Reading between the lines I think a key part of what makes chatbots attractive, re lack of judgment, is they're like talking to a new stranger every session.

In both IRL and online discussions sometimes a stranger is the perfect person to talk to about certain things as they have no history with you. In ideal conditions for this they have no greater context about who you are and what you've done which is a very freeing thing (can also be taken advantage of in bad faith).

Online and now LLMs add an extra freeing element, assuming anonymity: they have no prejudices about your appearance/age/abilities either.

Sometimes it's hard to talk about certain things when one feels that judgment is likely from another party. In that sense chatbots are being used as perfect strangers.

Agreed/that’s a good take.

Again, I think they have utility as a “perfect stranger” as you put it (if it stays anonymous), or “validation machine” (depending on the sycophancy level), or “rubber duck”.

I just think it’s irresponsible to pretend these are doing the same thing skilled therapists are doing, just like I think it’s irresponsible to treat all therapists as equivalent. If you pretend they’re equivalent you’re basically flooding the market with a billion free therapists that are bad at their job, which will inevitably reduce the supply of good therapists that never enter the field due to oversaturation.

Also important is simply that the AI is not human.

We all know that however "non-judgmental" another human claims to be, they are having all kinds of private reactions and thoughts that they aren't sharing. And we can't turn off the circuits that want approval and status from other humans (even strangers), so it's basically impossible not to mask and filter to some extent.

The problem with this is they are practicing like medical providers without any quality assurance or controls to ensure they are behaving appropriately.

Therapy is already a bit of grey zone… you can have anyone from a psychologist, a social worker, an untrained deacon, etc “counseling” you. This is worse.

Hell, I’ve been a coach in different settings - players will ask for advice about all sorts of things. There’s a line where you have to say “hey, this is over my head”

Kind of reminds me of an interview question that a friend of mine suggested for when I conduct interviews: Pick your favorite/strongest language.

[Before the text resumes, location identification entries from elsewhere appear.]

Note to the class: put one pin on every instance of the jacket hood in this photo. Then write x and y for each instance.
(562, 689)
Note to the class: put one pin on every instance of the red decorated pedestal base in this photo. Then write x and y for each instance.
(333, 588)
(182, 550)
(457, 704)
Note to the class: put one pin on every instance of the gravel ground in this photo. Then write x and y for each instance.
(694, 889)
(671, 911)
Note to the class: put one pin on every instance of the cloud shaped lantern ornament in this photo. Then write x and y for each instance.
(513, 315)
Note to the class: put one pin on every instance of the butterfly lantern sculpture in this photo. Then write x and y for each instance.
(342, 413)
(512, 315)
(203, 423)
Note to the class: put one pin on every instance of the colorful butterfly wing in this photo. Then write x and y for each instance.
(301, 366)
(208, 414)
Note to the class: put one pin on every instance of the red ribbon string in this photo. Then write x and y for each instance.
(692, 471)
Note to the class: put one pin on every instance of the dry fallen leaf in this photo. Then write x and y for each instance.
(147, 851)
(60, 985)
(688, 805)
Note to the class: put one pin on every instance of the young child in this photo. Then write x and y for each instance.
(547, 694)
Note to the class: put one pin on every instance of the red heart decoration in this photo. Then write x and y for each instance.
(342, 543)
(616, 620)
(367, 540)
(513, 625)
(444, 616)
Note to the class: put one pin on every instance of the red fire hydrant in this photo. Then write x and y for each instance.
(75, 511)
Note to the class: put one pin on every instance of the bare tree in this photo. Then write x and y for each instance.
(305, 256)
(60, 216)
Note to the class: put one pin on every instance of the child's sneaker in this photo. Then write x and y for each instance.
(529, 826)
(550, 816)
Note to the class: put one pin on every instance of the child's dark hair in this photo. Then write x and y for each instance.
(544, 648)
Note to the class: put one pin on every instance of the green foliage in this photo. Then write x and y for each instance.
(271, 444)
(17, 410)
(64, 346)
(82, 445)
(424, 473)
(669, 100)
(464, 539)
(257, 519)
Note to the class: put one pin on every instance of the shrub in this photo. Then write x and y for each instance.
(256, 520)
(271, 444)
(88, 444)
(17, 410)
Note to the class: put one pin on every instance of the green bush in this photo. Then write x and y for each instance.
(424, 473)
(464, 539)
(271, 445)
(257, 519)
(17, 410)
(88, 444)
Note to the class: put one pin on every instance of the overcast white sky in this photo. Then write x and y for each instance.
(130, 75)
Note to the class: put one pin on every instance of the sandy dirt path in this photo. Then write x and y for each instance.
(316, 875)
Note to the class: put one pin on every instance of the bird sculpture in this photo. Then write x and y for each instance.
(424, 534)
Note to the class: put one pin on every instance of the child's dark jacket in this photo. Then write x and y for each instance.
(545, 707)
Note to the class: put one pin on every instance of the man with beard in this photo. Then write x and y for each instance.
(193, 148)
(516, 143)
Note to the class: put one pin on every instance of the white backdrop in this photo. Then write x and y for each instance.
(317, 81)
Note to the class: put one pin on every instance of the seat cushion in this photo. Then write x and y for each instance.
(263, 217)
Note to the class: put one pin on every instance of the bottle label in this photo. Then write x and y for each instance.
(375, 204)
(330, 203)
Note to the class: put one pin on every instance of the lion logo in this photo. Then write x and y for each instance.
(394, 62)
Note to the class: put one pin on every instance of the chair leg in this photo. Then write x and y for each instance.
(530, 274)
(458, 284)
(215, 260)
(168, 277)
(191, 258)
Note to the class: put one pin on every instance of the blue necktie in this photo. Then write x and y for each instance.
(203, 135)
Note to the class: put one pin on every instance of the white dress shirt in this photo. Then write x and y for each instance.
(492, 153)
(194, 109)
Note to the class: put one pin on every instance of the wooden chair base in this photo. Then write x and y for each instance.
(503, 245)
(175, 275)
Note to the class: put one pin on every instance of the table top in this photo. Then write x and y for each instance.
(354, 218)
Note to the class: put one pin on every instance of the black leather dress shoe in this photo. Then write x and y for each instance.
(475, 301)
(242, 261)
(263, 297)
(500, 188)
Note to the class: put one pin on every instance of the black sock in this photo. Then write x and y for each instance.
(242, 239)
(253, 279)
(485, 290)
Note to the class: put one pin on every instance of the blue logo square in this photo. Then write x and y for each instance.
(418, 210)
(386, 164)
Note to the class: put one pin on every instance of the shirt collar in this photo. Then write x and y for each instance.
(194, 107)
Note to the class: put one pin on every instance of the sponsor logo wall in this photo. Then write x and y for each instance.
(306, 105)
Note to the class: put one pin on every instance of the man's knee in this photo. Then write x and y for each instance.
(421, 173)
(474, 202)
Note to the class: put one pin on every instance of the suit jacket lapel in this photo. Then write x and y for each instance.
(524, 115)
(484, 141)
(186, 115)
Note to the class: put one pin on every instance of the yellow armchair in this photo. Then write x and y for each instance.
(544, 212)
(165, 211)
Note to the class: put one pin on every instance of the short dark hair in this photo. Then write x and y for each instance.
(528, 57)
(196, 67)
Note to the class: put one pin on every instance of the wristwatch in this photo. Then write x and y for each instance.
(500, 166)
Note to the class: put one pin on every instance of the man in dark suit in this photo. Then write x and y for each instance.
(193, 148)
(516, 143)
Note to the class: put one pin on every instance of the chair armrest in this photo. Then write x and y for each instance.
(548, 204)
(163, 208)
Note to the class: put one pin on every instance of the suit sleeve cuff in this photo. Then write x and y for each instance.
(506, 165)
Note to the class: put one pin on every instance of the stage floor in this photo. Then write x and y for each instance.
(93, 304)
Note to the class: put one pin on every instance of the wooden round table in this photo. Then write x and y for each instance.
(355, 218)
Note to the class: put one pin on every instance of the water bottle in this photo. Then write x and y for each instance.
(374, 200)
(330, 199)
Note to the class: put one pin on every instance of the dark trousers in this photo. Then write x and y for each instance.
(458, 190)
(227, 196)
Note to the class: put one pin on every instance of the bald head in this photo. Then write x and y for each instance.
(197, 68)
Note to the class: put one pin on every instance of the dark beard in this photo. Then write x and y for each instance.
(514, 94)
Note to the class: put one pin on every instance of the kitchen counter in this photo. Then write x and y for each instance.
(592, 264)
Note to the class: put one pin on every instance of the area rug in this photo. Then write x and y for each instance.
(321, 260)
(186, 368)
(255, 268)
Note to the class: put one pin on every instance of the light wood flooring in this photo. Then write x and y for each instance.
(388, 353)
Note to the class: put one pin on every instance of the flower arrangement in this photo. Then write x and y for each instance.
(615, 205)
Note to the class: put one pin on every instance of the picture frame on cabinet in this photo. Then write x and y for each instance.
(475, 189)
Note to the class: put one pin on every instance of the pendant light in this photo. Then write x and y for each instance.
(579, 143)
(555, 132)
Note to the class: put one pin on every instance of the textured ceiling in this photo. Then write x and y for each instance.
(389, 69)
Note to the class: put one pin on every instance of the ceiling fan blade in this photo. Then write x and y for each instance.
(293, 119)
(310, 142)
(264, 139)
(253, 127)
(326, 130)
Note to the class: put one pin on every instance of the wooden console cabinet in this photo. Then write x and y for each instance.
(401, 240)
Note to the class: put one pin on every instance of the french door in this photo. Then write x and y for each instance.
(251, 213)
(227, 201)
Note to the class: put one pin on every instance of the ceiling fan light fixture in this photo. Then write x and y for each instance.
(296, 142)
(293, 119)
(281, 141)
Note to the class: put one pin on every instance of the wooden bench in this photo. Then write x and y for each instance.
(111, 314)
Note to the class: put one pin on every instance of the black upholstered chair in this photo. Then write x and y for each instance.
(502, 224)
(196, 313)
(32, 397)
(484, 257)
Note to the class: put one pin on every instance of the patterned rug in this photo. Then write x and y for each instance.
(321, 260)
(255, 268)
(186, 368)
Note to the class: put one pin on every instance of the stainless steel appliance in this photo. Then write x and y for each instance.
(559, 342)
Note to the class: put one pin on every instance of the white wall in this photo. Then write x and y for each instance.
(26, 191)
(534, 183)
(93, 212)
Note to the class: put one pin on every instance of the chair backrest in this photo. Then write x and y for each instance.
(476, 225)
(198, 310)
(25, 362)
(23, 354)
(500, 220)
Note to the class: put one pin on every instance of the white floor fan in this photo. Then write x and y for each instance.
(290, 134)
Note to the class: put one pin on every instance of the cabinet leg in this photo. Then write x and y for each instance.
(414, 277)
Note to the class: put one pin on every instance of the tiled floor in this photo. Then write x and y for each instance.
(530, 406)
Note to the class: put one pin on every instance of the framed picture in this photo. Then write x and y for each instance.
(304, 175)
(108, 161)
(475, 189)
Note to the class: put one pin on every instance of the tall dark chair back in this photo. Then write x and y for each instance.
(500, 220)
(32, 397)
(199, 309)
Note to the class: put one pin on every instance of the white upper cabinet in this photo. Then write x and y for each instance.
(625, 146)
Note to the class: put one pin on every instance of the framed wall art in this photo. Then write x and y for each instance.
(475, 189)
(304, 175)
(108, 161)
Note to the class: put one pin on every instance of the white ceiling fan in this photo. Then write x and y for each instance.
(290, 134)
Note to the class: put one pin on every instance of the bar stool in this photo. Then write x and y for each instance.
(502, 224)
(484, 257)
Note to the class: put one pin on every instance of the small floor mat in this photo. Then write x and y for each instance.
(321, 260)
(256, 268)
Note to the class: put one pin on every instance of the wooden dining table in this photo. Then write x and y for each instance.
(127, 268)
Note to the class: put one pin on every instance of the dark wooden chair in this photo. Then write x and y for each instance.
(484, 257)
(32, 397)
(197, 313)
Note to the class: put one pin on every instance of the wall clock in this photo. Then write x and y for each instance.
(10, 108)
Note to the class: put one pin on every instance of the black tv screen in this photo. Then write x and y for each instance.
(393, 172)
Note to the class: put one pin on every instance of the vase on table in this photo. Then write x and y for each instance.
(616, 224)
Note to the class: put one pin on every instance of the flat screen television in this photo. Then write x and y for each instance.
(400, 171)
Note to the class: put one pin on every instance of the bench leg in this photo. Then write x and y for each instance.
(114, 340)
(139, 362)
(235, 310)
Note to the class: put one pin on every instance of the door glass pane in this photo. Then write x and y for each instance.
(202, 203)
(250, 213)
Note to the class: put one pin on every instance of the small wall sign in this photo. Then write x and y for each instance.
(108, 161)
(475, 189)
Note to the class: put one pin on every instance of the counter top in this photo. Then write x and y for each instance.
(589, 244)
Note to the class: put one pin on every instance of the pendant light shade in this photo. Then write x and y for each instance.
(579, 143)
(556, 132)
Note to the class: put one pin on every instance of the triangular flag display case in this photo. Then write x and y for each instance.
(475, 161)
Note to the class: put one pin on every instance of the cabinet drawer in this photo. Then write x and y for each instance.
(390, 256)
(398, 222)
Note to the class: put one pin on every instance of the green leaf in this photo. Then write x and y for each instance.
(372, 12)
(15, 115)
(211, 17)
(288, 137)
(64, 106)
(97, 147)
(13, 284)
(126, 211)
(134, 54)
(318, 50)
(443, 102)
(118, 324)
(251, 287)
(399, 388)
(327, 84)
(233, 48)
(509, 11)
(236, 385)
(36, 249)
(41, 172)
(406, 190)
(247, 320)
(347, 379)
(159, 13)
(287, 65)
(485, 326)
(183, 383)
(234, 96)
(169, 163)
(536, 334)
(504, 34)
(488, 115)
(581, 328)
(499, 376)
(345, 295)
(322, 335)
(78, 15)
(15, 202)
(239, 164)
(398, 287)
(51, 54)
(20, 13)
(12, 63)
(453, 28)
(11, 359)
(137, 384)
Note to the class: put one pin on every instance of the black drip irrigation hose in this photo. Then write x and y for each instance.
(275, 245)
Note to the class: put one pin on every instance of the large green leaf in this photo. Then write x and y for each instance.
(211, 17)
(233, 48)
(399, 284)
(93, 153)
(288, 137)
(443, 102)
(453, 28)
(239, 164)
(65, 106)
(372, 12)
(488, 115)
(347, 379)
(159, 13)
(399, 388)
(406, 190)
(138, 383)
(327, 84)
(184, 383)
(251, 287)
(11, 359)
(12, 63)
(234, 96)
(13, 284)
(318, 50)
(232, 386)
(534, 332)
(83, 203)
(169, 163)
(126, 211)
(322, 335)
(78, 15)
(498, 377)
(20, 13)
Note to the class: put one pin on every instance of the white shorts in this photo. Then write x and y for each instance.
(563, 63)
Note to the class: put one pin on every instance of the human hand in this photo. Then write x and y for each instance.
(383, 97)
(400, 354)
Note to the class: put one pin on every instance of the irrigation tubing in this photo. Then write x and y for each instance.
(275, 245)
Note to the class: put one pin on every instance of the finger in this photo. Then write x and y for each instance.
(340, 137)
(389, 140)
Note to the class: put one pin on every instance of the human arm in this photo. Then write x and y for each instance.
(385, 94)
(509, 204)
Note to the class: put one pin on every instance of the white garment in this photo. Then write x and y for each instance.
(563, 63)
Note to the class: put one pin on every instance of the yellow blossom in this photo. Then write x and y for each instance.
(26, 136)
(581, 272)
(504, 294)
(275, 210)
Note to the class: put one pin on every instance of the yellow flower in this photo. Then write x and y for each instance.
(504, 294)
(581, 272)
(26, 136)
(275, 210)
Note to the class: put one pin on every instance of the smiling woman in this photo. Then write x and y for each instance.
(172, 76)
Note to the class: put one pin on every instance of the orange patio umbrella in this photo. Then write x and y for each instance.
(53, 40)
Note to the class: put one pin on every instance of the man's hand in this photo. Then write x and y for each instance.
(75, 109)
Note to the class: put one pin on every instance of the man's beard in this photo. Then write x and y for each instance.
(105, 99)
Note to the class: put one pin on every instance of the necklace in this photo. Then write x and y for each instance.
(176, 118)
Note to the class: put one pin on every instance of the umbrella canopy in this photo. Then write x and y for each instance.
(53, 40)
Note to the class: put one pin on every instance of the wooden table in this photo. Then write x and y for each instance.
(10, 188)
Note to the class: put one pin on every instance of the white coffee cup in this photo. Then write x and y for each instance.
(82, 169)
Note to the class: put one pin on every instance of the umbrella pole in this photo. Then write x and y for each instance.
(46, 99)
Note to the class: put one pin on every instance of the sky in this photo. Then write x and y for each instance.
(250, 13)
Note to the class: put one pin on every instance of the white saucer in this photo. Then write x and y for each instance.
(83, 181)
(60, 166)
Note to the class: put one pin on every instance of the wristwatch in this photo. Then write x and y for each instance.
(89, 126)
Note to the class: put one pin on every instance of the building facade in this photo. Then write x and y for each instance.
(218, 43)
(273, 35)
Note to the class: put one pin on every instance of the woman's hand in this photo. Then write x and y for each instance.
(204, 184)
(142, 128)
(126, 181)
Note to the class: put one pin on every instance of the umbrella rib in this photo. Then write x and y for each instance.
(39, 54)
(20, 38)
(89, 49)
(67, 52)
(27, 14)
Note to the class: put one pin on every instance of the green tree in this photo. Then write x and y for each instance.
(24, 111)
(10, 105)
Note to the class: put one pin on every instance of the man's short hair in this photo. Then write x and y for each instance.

How would you rate yourself, where 0 is "complete newbie" and 10 is "I invented the language"?

My friend, an EXTREMELY competent C++ programmer, rates himself 4/10 because he knows what he doesn't know.

I've interviewed people who rated themselves 9 or 10/10 but couldn't remember how their chosen language did iteration.

Sounds like a bad question then, no?
I wouldn't trust ChatGPT to help someone in a mental health crisis, but I would be glad to find out my dad had started using Claude Sonnet to process his transition into retirement. I believe Sonnet would encourage a user to seek professional help when appropriate, too. In my experience, genuinely good therapists are hard to find--probably 75% of them are going to be strictly worse than Sonnet.